The special tokens are added here.....

tokenizer.add_special_tokens({'additional_special_tokens':[
    "mm³","cm³","mm²","cm²","mm3","cm3","mm2","cm2",
    "cm", "mm", "ml", "CM", "MM", "ML", "x", "*",
    "Hu", "hu", "HU", "Se", "se", "SE", 
    "Image", "image", "IMAGE", "Im", "im", "IM"
    ]})
data_maker = DataMaker4Bert(tokenizer, handshaking_tagger)

here goes the cuda error info: /pytorch/aten/src/THC/THCTensorIndex.cu:272: indexSelectLargeIndex: block: [127,0,0], thread: [64,0,0] Assertion srcIndex < srcSelectDimSize failed. /pytorch/aten/src/THC/THCTensorIndex.cu:272: indexSelectLargeIndex: block: [127,0,0], thread: [65,0,0] Assertion srcIndex < srcSelectDimSize failed ........ /pytorch/aten/src/THC/THCTensorIndex.cu:272: indexSelectLargeIndex: block: [73,0,0], thread: [94,0,0] Assertion srcIndex < srcSelectDimSize failed. /pytorch/aten/src/THC/THCTensorIndex.cu:272: indexSelectLargeIndex: block: [73,0,0], thread: [95,0,0] Assertion srcIndex < srcSelectDimSize failed.
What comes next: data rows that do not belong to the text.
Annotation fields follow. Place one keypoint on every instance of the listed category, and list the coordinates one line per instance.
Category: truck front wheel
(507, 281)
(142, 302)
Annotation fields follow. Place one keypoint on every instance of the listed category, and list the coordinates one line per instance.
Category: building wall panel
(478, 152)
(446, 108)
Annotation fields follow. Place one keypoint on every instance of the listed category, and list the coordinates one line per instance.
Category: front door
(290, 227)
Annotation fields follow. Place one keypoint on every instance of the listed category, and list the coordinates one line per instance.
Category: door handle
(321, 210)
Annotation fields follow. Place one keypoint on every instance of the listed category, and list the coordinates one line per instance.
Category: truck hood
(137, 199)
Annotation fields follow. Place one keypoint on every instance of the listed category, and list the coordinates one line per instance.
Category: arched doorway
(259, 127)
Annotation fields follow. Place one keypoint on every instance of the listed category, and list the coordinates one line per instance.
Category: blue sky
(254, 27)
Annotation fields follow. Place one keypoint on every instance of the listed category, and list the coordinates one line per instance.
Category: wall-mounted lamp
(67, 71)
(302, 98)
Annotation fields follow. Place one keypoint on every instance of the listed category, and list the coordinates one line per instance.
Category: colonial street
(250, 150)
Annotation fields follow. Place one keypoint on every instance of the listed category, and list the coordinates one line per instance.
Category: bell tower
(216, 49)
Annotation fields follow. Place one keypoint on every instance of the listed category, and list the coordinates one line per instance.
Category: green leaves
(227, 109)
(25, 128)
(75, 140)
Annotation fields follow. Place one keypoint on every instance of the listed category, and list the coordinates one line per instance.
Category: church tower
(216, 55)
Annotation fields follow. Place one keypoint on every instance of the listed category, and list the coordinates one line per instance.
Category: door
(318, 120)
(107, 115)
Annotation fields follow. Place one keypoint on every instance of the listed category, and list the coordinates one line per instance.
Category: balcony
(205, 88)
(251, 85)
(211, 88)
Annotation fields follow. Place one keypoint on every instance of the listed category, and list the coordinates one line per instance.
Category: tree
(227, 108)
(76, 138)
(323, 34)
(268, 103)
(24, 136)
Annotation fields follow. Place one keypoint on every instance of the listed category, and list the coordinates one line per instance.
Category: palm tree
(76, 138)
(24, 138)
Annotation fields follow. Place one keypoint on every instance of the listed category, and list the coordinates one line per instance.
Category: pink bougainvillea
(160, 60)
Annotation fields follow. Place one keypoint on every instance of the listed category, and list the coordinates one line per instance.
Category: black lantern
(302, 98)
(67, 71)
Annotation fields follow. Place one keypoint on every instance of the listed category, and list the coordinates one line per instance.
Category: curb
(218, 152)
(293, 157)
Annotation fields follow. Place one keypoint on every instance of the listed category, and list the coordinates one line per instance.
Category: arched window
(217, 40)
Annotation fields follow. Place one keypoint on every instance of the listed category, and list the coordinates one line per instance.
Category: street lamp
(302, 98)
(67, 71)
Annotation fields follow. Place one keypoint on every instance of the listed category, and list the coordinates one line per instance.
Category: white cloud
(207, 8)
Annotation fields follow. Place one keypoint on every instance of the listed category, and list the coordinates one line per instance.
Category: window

THCudaCheck FAIL file=/pytorch/aten/src/THC/THCCachingHostAllocator.cpp line=278 error=710 : device-side assert triggered

jarork commented 3 years ago

When I switch my device from GPU to CPU, it appears: Exception has occurred: IndexError index out of range in self File "/nlp_data/hyy/tplinker/tplinker_plus/tplinker_plus.py", line 428, in forward context_outputs = self.encoder(input_ids, attention_mask, token_type_ids) File "/nlp_data/hyy/tplinker/tplinker_plus/evaluation.py", line 357, in predict batch_token_type_ids, File "/nlp_data/hyy/tplinker/tplinker_plus/evaluation.py", line 504, in pred_sample_list = predict(short_data, ori_test_data)

jarork commented 3 years ago

it seems the input dimension is changed after I have added those special tokens, do you have any ideas where I should modify the model in order to use the special tokens?

Thanks

jarork commented 3 years ago

The problem has been solved by adding those customized tokens in bert vocab.txt.